Score-based generative modelling

Pronoma Banerjee, Harsha Honnappa

Working on min-time mixing in Annealed Langevin dynamics and Score-based Diffusion models, and extending the sampling updates by using different SDE sequences than plain Brownian motion. Extending the work for rare event estimation.

Selected Past Projects

Hyperspectral to RGB image acquisition

Shubham Bhardwaj, Pronoma Banerjee, Ryan Farell, Chandrajit Bajaj

Developed a factored-STVGP (spatio-temporal variational Gaussian Process) framework for directly mapping any readily available RGB image to hyperspectral. Our model surpassed the current state-of-the-art on hyperspectral imaging benchmarks, thus enabling better classification and object detection.

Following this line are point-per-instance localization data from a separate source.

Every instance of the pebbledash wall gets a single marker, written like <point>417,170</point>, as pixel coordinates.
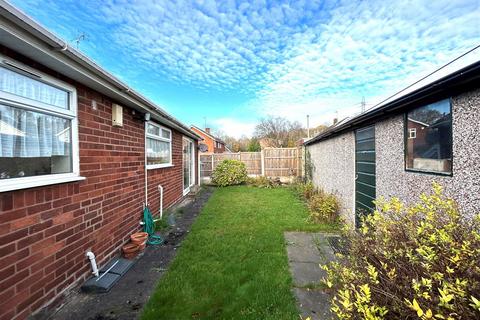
<point>334,161</point>
<point>45,231</point>
<point>333,169</point>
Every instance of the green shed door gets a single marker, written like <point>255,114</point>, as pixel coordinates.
<point>364,172</point>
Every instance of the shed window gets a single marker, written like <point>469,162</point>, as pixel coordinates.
<point>429,138</point>
<point>159,146</point>
<point>38,137</point>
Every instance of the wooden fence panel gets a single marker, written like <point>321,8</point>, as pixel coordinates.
<point>281,162</point>
<point>277,162</point>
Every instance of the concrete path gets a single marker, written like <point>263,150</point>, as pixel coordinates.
<point>306,252</point>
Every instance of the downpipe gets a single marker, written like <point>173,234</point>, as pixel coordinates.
<point>91,257</point>
<point>160,190</point>
<point>160,210</point>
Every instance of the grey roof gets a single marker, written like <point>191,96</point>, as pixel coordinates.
<point>462,80</point>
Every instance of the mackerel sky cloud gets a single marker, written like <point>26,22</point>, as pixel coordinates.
<point>232,62</point>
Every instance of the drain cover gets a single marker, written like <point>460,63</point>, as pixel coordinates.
<point>109,275</point>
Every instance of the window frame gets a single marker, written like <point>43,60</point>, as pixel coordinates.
<point>410,135</point>
<point>405,141</point>
<point>158,138</point>
<point>71,114</point>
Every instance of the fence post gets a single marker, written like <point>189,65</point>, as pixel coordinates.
<point>262,159</point>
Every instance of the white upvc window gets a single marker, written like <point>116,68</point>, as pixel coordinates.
<point>158,146</point>
<point>38,128</point>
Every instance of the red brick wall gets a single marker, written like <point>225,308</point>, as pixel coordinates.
<point>171,178</point>
<point>45,231</point>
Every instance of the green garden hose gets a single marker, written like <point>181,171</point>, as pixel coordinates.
<point>149,227</point>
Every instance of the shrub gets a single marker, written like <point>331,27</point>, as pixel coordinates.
<point>229,172</point>
<point>324,207</point>
<point>264,182</point>
<point>305,190</point>
<point>417,262</point>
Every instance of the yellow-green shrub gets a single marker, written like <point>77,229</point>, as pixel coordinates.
<point>229,172</point>
<point>417,262</point>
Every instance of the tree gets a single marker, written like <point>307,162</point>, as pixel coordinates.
<point>279,132</point>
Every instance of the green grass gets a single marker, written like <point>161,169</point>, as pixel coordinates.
<point>233,264</point>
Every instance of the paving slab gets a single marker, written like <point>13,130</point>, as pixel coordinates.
<point>306,252</point>
<point>313,303</point>
<point>306,273</point>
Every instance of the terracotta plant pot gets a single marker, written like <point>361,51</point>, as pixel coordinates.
<point>130,250</point>
<point>139,237</point>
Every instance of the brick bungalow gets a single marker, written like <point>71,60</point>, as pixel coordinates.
<point>214,144</point>
<point>80,154</point>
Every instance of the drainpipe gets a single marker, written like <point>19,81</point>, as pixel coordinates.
<point>91,257</point>
<point>146,171</point>
<point>160,189</point>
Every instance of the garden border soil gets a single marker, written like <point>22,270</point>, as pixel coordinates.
<point>126,299</point>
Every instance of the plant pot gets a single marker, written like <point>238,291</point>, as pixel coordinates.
<point>130,250</point>
<point>139,238</point>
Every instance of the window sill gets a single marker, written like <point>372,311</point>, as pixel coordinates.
<point>31,182</point>
<point>427,172</point>
<point>159,166</point>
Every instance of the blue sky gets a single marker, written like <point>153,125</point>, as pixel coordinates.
<point>234,62</point>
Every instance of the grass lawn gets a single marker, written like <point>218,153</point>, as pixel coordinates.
<point>233,264</point>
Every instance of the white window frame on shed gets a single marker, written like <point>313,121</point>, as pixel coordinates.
<point>158,137</point>
<point>69,113</point>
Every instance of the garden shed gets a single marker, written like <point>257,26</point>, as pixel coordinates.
<point>401,147</point>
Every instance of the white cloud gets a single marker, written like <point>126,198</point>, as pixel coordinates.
<point>234,127</point>
<point>295,57</point>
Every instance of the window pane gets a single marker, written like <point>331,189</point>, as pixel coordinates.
<point>24,86</point>
<point>151,129</point>
<point>158,152</point>
<point>32,143</point>
<point>166,134</point>
<point>429,140</point>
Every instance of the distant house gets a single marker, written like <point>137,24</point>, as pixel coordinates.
<point>81,153</point>
<point>400,148</point>
<point>214,144</point>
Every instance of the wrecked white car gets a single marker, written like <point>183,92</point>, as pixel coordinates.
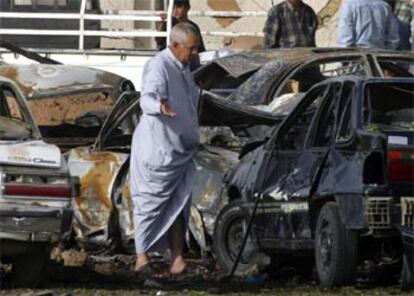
<point>68,103</point>
<point>35,191</point>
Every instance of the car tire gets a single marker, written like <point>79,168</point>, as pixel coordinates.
<point>336,248</point>
<point>407,276</point>
<point>229,231</point>
<point>30,270</point>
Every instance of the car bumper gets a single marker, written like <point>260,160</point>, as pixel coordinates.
<point>386,213</point>
<point>33,224</point>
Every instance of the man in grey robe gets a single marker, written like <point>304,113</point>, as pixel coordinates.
<point>164,143</point>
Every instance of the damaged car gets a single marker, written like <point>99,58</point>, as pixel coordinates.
<point>69,103</point>
<point>333,181</point>
<point>35,191</point>
<point>103,212</point>
<point>275,80</point>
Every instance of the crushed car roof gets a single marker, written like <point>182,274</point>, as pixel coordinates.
<point>45,80</point>
<point>242,63</point>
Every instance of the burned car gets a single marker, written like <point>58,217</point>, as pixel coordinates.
<point>334,180</point>
<point>35,191</point>
<point>69,103</point>
<point>103,212</point>
<point>275,80</point>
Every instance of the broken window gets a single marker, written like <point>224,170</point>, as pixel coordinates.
<point>325,124</point>
<point>303,78</point>
<point>294,135</point>
<point>12,122</point>
<point>396,67</point>
<point>9,106</point>
<point>389,107</point>
<point>344,120</point>
<point>118,131</point>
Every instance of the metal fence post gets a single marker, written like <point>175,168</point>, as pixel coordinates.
<point>82,24</point>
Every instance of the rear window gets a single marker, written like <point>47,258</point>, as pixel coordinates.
<point>12,121</point>
<point>389,107</point>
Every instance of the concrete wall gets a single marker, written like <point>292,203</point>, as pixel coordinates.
<point>326,35</point>
<point>127,25</point>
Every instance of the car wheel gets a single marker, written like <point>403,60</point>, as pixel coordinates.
<point>336,248</point>
<point>30,270</point>
<point>407,276</point>
<point>229,232</point>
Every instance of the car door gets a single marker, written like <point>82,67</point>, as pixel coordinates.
<point>281,181</point>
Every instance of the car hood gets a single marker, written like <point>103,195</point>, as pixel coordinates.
<point>33,153</point>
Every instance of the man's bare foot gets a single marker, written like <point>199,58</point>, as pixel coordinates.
<point>177,265</point>
<point>142,260</point>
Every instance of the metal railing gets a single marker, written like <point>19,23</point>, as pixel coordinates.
<point>122,15</point>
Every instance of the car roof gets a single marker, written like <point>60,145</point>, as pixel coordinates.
<point>244,62</point>
<point>44,80</point>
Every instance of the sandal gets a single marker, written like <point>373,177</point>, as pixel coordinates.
<point>149,272</point>
<point>188,274</point>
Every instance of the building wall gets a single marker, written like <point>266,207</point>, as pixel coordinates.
<point>327,10</point>
<point>127,25</point>
<point>326,34</point>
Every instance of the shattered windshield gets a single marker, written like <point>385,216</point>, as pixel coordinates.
<point>12,123</point>
<point>389,107</point>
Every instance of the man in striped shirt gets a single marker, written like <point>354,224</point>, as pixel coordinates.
<point>291,23</point>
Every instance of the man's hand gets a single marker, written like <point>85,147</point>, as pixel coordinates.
<point>166,109</point>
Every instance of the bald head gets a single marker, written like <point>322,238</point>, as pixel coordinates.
<point>184,42</point>
<point>181,32</point>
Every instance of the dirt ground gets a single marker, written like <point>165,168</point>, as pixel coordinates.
<point>113,275</point>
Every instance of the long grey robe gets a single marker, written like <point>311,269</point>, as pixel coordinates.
<point>162,171</point>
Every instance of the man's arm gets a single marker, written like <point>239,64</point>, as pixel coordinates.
<point>271,29</point>
<point>154,88</point>
<point>346,28</point>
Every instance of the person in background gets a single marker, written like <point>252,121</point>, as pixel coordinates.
<point>162,170</point>
<point>179,15</point>
<point>412,25</point>
<point>403,12</point>
<point>367,24</point>
<point>291,23</point>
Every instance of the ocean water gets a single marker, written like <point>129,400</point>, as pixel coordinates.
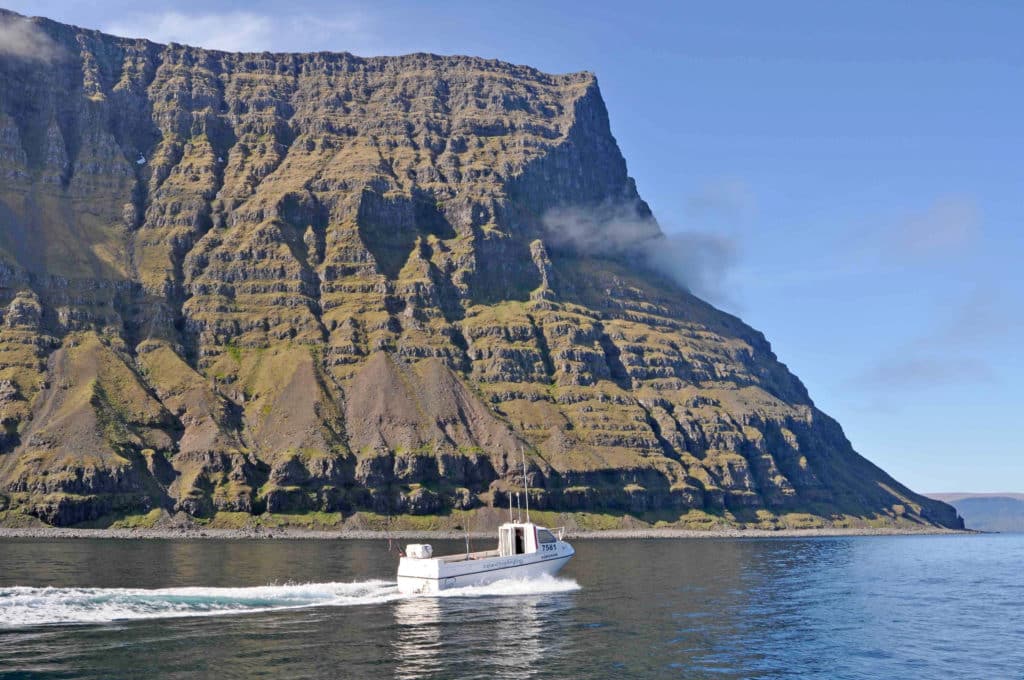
<point>932,606</point>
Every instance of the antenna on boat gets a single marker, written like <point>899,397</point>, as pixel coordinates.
<point>525,481</point>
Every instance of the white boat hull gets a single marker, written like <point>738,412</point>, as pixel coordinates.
<point>431,576</point>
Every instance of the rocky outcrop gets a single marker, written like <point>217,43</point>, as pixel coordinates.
<point>256,283</point>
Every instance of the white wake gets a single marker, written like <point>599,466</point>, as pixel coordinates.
<point>20,606</point>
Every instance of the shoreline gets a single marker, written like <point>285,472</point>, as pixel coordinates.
<point>293,534</point>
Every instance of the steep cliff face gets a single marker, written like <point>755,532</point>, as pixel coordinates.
<point>267,283</point>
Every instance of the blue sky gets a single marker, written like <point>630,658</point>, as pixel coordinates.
<point>863,160</point>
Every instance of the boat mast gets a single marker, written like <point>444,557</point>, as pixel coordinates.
<point>525,481</point>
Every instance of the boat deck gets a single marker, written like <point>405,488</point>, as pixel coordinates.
<point>469,556</point>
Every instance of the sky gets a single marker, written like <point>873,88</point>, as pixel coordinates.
<point>862,161</point>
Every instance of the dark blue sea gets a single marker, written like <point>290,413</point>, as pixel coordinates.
<point>929,606</point>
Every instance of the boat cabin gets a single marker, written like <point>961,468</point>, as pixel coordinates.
<point>523,538</point>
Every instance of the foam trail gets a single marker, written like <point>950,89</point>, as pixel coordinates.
<point>32,606</point>
<point>20,606</point>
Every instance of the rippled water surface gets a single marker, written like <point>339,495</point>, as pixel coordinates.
<point>850,607</point>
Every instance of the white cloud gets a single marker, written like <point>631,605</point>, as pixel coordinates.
<point>699,261</point>
<point>947,225</point>
<point>19,37</point>
<point>246,32</point>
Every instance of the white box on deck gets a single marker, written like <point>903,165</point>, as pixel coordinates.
<point>419,550</point>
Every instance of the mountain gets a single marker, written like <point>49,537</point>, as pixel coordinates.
<point>987,512</point>
<point>293,283</point>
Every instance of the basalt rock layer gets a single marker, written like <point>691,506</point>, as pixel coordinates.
<point>286,283</point>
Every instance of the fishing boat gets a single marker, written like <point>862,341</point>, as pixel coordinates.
<point>524,551</point>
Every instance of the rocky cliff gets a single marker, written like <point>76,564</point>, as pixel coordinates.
<point>285,283</point>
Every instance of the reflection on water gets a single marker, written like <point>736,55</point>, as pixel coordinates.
<point>922,606</point>
<point>502,634</point>
<point>418,642</point>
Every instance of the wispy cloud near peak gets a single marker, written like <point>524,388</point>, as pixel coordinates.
<point>246,31</point>
<point>20,38</point>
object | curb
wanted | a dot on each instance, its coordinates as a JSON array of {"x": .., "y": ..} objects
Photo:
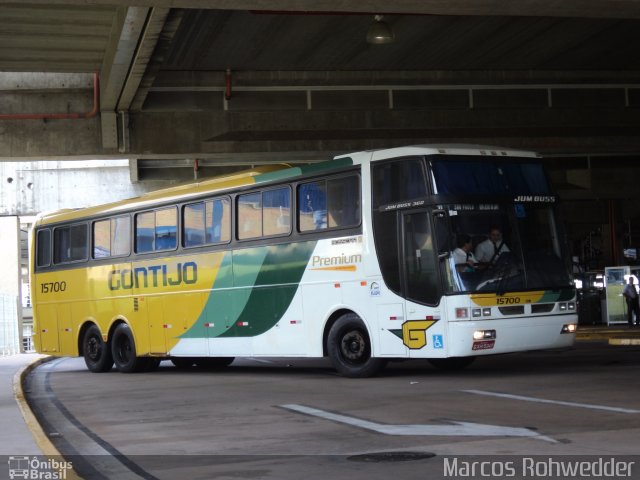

Correcting Model Misspecification via Generative Adversarial Networks

Pronoma Banerjee, Manasi Gude, Rajvi Sampat, Sharvari Hedaao, Snehanshu Saha, Soma Dhavala

We developed a generative modeling paradigm called skipGAN which combines GANs and Approximate Bayesian Computing (ABC-GAN), with skip connections. The architecture aims at correcting likelihood misspecification in prior models. Our research demonstrated performance improvements in well-known priors like TabNet, CatBoost, and Stats model for regression tasks across various noisy datasets. Preprint

SynthBreeder

Devashish Gupta, Nithya Shikharpur, Pronoma Banerjee, Debapriya Kaur, Sneha Shah

Implementing the genetic algorithm on various setups of the modular synthesizer, called "organisms". Each organism produces a particular kind of sound. The organisms evolve by undergoing the graph-based processes of mutation and crossover, and natural selection, resulting in changes in connections and setups, evolving from fragments of sound to a section of a musical piece. Process Document, Appendix, Team page

Teaching and Mentoring

Graduate Teaching Assistant

August'24-December'24

IE 336: Operations Research - Stochastic Models, Purdue University

January'25-May'25

IE 230: Probability and Statistics for Engineers, Purdue University

Undergraduate Teaching Assistant

August'22-December'22

CS F213: Discrete Mathematics, BITS Goa

May'22-August'22

CS F111: Computer Programming, BITS Goa

January'22-May'22

MATH F243: Graphs and Networks, BITS Goa

Project Mentor: Interpretable Generative Modelling

ASCII Mentorship Program, BITS Goa
July'22-December'23

Advised a group of juniors on a deeper understanding of generative models, in correspondence with Dr. Snehanshu Saha, BITS Goa.

Course Instuctor: Introduction to Data Science

QSTP'21, BITS Goa
June'21-Aug'21

Mentored and taught over 200 students over multiple colleges in India.

Academic Mentor: Probabily and Statistics

Academic Assistance Program, CTE, BITS Goa
Dec'20-Feb'21

Tutorials and doubt-clearing sessions for first year students in MATH F113, BITS Goa.